Если земля полнится слухами, то слухи о любовных связях проникают до ее недр. Жизнь Юлии Павловны не могла быть скрыта от людского глаза, даже если бы за стенкой не проживала кузина. Ни Юлия Павловна, ни Пастухов не дознавались, кто породил о них молву или какими судьбами молва дошла до Анастасии Германовны. Она должна была дойти, и это все.
Пастухов не мог потом припомнить, с чего, собственно, началось его объяснение с Асей. Он помнил, что, когда оно началось, он не испытывал больше страха, которого ждал, а был рад, что ожиданию наступил конец. Он запомнил особенно одно слово из скупой речи Аси, сказавшей, что он ослеплен своим увлечением. Это слово, а главное — то вызывающее смирение, с каким оно выговорилось, и совершенная уверенность Аси, что ослепление должно пройти, — вот что подняло в Пастухове негодование, к которому он себя готовил, которое было насквозь притворно и оттого тем более яростно.

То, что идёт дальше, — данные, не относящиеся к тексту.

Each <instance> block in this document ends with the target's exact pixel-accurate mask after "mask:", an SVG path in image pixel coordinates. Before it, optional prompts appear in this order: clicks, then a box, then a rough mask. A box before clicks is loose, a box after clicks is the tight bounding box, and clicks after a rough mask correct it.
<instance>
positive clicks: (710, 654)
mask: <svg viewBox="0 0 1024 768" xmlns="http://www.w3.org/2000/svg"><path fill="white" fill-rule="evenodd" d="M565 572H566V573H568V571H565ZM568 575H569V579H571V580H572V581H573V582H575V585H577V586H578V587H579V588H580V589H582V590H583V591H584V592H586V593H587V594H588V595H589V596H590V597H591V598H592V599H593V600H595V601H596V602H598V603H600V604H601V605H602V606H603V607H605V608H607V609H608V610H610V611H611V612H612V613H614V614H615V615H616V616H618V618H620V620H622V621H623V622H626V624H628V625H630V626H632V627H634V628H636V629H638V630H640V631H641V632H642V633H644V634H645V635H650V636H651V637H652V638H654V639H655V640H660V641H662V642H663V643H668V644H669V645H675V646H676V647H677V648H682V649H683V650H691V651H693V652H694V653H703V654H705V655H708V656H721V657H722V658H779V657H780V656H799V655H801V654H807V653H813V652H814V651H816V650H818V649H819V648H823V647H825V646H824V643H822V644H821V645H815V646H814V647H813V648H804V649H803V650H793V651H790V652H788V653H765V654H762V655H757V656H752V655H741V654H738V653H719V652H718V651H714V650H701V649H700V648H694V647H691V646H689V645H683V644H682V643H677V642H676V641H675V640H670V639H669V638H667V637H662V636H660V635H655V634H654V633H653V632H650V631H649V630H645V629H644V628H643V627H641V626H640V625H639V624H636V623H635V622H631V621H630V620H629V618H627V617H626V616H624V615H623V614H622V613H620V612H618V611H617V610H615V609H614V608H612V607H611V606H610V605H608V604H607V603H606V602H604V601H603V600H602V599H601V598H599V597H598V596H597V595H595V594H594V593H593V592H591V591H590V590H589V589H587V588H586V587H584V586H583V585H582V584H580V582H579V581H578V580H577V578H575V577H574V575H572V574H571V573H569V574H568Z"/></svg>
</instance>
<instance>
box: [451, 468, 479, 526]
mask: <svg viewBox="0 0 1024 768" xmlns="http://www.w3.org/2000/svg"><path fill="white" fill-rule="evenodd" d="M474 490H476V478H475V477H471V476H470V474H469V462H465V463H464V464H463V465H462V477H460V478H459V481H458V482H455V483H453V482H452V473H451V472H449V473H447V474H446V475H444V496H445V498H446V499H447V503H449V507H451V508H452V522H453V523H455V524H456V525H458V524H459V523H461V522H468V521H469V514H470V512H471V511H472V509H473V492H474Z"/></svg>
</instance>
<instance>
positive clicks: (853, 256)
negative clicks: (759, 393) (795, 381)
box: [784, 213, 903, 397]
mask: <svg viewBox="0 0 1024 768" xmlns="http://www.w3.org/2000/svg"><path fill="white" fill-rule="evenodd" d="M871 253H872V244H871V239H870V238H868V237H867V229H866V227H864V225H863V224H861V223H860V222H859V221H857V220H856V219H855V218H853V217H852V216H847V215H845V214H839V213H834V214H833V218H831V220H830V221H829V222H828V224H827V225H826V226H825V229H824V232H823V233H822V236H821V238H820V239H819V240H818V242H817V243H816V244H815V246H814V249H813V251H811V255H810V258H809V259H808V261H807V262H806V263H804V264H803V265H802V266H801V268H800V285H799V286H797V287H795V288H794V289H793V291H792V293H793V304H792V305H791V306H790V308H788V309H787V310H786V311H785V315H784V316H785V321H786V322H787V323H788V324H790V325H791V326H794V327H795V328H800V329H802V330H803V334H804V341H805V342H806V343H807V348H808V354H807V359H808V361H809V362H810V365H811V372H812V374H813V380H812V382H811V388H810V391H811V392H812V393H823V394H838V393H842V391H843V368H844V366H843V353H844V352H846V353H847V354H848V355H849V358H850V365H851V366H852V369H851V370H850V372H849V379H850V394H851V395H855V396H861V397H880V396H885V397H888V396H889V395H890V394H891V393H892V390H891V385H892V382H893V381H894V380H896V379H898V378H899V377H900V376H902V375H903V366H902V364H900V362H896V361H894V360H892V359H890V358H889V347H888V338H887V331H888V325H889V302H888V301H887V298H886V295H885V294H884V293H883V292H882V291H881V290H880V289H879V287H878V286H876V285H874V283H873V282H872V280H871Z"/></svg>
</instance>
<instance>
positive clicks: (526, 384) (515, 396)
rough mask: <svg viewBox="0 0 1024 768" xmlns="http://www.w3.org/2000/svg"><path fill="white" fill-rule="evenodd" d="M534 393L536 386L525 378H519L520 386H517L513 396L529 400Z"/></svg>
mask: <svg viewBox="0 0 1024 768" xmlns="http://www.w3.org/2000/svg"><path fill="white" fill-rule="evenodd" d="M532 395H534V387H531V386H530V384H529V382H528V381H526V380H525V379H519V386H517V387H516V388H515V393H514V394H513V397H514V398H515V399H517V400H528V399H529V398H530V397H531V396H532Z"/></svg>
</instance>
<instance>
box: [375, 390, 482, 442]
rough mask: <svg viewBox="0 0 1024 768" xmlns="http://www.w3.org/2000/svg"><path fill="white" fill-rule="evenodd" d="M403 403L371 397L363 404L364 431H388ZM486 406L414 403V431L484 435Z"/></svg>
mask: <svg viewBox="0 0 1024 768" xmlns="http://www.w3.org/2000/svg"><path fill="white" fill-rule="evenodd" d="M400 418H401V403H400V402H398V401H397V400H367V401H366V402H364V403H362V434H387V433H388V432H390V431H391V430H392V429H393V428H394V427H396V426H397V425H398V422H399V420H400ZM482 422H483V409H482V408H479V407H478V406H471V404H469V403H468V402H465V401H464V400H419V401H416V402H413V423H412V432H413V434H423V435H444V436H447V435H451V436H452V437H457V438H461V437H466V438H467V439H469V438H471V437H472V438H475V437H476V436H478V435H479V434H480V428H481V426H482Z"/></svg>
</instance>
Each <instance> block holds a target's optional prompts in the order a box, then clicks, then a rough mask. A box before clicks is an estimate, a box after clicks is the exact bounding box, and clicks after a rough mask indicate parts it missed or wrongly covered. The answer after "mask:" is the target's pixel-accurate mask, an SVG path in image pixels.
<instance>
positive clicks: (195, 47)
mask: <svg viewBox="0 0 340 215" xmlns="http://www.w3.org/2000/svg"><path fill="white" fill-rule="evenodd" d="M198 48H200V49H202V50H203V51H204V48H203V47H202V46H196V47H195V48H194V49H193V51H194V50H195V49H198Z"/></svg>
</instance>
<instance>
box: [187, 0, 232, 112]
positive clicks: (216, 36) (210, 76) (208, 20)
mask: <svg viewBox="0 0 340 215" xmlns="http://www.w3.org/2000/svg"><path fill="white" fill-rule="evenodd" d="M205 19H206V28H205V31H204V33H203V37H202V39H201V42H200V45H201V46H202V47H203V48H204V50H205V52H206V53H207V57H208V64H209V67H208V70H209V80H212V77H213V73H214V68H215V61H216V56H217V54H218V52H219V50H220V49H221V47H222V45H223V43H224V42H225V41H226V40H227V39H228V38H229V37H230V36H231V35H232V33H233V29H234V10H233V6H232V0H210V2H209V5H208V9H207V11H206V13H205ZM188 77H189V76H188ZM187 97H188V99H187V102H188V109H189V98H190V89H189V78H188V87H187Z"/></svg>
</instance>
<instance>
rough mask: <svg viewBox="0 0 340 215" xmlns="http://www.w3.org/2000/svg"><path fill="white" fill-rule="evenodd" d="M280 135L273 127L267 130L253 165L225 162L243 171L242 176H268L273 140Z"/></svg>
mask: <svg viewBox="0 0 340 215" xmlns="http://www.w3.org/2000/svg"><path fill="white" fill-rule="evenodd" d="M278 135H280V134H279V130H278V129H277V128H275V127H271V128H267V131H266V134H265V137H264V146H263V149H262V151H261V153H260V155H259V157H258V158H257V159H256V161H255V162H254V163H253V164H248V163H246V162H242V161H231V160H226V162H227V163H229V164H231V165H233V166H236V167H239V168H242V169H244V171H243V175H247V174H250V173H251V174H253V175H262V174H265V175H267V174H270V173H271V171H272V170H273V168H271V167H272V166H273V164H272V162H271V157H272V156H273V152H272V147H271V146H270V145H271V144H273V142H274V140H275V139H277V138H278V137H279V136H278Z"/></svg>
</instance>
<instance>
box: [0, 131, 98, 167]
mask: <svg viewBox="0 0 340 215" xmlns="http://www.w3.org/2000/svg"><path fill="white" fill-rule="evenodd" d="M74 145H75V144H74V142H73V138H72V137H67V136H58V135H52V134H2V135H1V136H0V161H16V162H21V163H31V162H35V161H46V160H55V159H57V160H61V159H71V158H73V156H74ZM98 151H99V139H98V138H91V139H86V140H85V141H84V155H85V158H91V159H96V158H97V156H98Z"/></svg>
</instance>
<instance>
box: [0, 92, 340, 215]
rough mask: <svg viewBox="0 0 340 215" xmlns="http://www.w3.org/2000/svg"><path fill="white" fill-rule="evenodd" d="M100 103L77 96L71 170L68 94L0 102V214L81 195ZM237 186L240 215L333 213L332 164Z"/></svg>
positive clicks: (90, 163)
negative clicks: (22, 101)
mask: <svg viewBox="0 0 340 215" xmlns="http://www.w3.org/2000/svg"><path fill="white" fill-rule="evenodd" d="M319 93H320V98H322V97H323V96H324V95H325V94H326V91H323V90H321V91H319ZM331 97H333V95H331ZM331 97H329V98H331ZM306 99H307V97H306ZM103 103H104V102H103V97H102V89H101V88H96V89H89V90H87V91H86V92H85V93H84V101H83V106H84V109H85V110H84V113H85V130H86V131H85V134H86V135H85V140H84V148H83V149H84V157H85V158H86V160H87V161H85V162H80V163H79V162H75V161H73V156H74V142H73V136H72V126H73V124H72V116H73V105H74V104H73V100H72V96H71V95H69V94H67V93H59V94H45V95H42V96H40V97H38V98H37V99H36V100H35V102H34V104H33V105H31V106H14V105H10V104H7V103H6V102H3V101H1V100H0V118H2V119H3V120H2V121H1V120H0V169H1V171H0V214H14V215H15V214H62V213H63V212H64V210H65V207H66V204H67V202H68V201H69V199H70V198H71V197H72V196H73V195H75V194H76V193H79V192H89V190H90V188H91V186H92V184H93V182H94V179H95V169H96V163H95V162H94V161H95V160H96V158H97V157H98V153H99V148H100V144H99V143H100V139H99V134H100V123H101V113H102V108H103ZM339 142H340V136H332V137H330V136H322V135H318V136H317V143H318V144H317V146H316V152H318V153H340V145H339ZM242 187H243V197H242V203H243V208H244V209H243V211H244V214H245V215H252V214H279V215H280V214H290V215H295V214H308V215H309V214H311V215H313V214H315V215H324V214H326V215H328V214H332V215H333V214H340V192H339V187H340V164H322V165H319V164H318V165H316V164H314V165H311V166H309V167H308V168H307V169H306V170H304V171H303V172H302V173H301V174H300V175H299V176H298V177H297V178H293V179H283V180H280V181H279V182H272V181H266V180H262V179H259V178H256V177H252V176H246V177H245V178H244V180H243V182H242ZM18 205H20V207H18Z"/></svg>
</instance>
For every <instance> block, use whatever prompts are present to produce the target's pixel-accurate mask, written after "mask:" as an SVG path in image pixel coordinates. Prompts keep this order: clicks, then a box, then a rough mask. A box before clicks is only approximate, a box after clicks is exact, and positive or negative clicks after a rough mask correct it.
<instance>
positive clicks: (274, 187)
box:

Он даже не столько оспаривал обвинение в измене (хотя с места вскачь отвергнул его), сколько возмущенно торжествовал правоту своего приговора жене. Он винил ее в зоологической ревности, в закрепощении его неотвратимым бытом, в опеке над его личностью. Он кончил тем, что жена сама толкает его бог знает на что и делает жизнь с нею для него невозможной. Действительно, ему уже немыслимо стало видеть ее сострадающее лицо с глазами, светившимися чистотой и странной покорностью несчастью: он понял в тот момент, что она понесла это несчастье не как свое, а как нерасторжимо общее с ним.
Сразу после объясненья он пошел к Юлии Павловне. Несмотря на созревшую решимость с одного маху разрубить узел, он чувствовал, что по-прежнему противен себе, и яма лжи, куда он упал, стала глубже.
Снова вспоминая историю Иртенева, он обнаружил в ней гораздо меньше сходства со своим положением, чем казалось ему раньше. Ему представился приемлемым тот третий путь, который считал для себя невозможным герой «Дьявола». Иртенев не мог уйти жить со Степанидой, бросив жену, и не мог также оставаться с женой, будучи бессилен перебороть свою страсть к любовнице. Он думал об этом третьем пути — об уходе от жены — и отверг его. Пастухов же настолько успел раздражить себя против жены, что почти готов был к разрыву с нею. В то же время он уверился в своей страсти к любовнице, и если бы остался с женою, то это было бы не чем иным, как продолжением гнетущего обмана.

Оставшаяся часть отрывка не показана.